Sophie Cirilovna le regarda en clignotant, puis, se retournant vers Boris: «Parlons d'autre chose, dit-elle; je suis sure, monsieur Boris, que vous vous intéressez à la littérature russe?

—Moi... sans doute, répondit avec quelque embarras Boris, qui lisait peu de livres russes, surtout peu de livres nouveaux, et s'en tenait à Pouschkine.

—Expliquez-moi d'où vient la défaveur qui s'attache à présent aux œuvres de Marlinski? Elle me semble très-injuste, n'êtes-vous pas de mon avis?

—Marlinski est certainement un écrivain de mérite, répliqua Boris.

—C'est un poëte, un poëte dont l'imagination nous emporte dans les régions idéales, et maintenant on ne s'applique qu'à peindre les réalités de la vie vulgaire. Mais, je vous le demande, qu'y a-t-il donc de si attrayant dans le mouvement de l'existence journalière, dans le monde, sur cette terre?

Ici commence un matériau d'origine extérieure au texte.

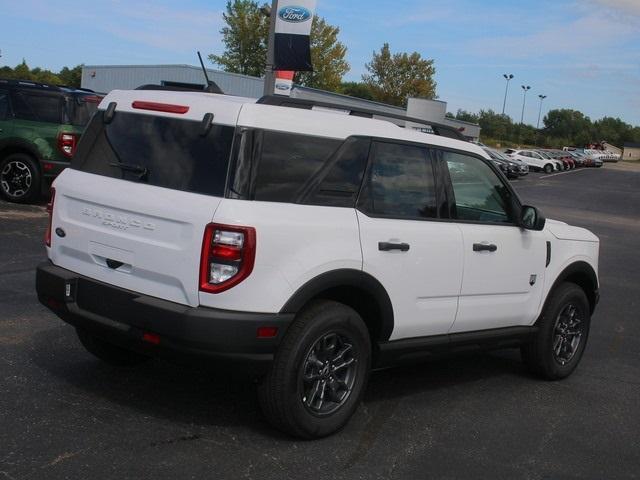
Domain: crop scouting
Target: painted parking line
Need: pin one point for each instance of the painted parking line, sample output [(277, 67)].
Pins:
[(568, 171)]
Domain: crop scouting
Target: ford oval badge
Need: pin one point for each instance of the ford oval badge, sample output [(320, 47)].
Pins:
[(294, 14)]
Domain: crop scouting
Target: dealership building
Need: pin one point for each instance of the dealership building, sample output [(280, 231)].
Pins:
[(104, 78)]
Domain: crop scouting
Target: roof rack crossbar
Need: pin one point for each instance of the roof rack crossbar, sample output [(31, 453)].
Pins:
[(437, 128)]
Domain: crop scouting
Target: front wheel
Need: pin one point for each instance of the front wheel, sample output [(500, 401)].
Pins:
[(319, 373), (19, 178), (563, 329)]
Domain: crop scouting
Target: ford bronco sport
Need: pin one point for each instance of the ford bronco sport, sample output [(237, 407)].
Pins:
[(40, 126), (306, 246)]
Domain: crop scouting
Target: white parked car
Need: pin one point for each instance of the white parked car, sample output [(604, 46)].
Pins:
[(305, 245), (536, 160)]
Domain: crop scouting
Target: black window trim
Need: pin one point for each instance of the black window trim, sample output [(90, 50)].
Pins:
[(517, 204)]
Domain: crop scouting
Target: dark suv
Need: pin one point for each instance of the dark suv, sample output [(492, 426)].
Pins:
[(39, 129)]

—Je ne puis m'associer à votre pensée, répondit Boris en la regardant. Je trouve ici même un grand attrait.»

Sophie sourit d'un air confus. Pierre releva la tête, sembla vouloir prononcer quelques mots, puis se remit à fumer en silence.

L'entretien se prolongea à peu près sur le même ton, courant rapidement d'un sujet à l'autre, sans se fixer sur aucune question, sans prendre aucun caractère décisif. On en vint à parler du mariage, de ses avantages, de ses inconvénients, et de la destinée des femmes en général. Sophie prit le parti d'attaquer le mariage, et peu à peu s'anima, s'emporta, bien que ses deux auditeurs n'essayassent pas de la contredire. Ce n'était pas sans raison qu'elle vantait les œuvres de Marlinski: elle les avait étudiées et en avait profité. Les grands mots d'art, de poésie diapraient constamment son langage.

«Qu'y a-t-il, s'écria-t-elle à la fin de sa pompeuse dissertation, qu'y a-t-il de plus précieux pour la femme que la liberté de pensée, de sentiment, d'action?